Christiane dit: 26 mai 2026 à 16h00

Puck, 25h09
Excellent.
Musil est comme Torless, tiraillé entre la fascination de l’irrationnel et une conscience aiguë des pouvoirs de la raison et du langage, entre un état mystique et l’action technique. Est-ce une utopie que de vouloir concilier ces états ? Il écrit dans son journal : « L’acte d’écrire est plus important que l’œuvre, l’acte d’écrire est l’œuvre… »
J’ai aimé la façon dont il a capturé le ridicule, les fêlures de ses personnages, de cette société. Alors l’homme sans qualités, qu’est-ce? Un homme qui finit par ne plus pouvoir décider parce qu’il refuse de se figer dans une personnalité stable. Il finit par n’avoir rien de particulier.
Ce qui m’a gênée dans le volume 2, mon préféré, c’est un manque de plan d’ensemble. Fragments groupés en vertu d’une sorte d’unité de fonction.
Mais visait-il une conception d’ensemble ?

Christiane dit: 26 mai 2026 à 16h17

Oui, Rosanette. Tout ce que vous dites à 14h32 est juste, y compris au niveau du film où seul le décor m’avait intéressée et la découverte de ces métiers du vêtement même caricaturale.
Oui, ce quartier à perdu son âme. Je n’y suis pas retournée depuis l’invitation de Lavande à découvrir cette petite pièce pétillante et triste pour laquelle elle avait cousu ce manteau qui devait rapetisser au fur et à mesure de l’exil de cette troupe. Je me souviens de la musique.

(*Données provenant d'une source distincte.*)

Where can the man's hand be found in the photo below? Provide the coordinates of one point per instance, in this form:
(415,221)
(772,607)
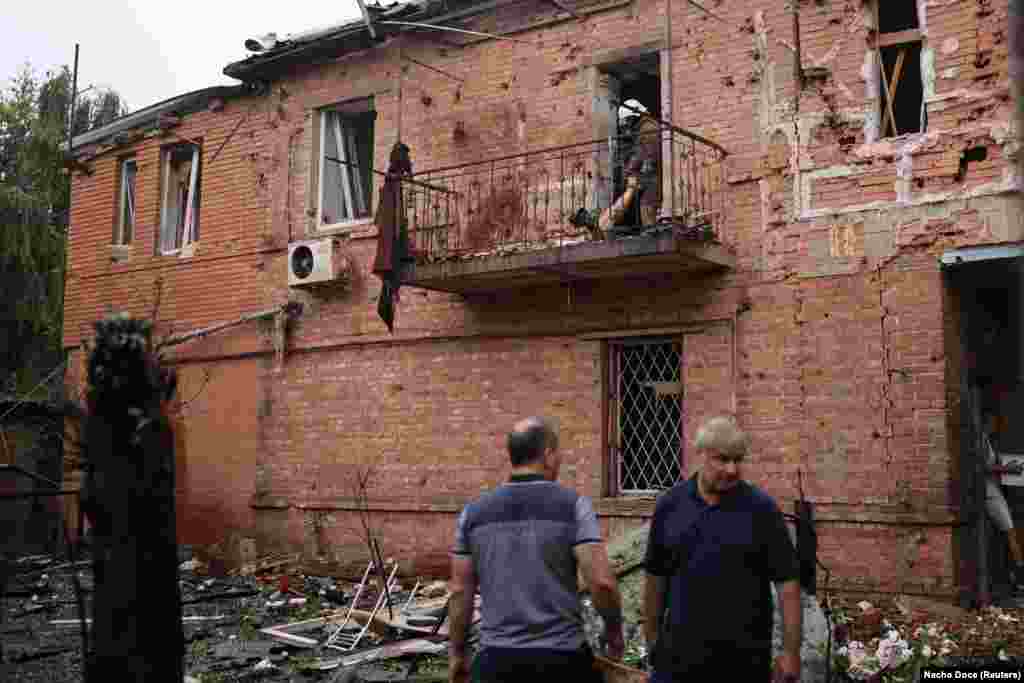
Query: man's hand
(616,642)
(786,669)
(458,668)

Des chants en Yiddish.
Pourtant il s’y tint de belles expositions mais je n’avais plus de plaisir à me promener dans ces rues, un peu comme l’horreur qu’est devenu le quartier où se tenait la librairie de Marcel Béalu, Le Pont traversé. Maintenant il n’y a plus que des friteries et des restaurants et des touristes et du bruit.
Mais ce livre de Guillaume Erner a de la classe.

renato dit: 26 mai 2026 à 16h40

Ma dernière incursion papale: “Il ne suffit pas d’affirmer que les hommes et les femmes ont une dignité et des droits égaux ; cela doit se traduire par des décisions concrètes, telles que les lois, l’accès à l’emploi, à l’éducation, aux responsabilités sociales et politiques, et la manière dont la société écoute et valorise la contribution des femmes. Tant que cet écart persiste, on ne peut dire que la société reconnaît véritablement et pleinement que les femmes ont la même dignité que les hommes.”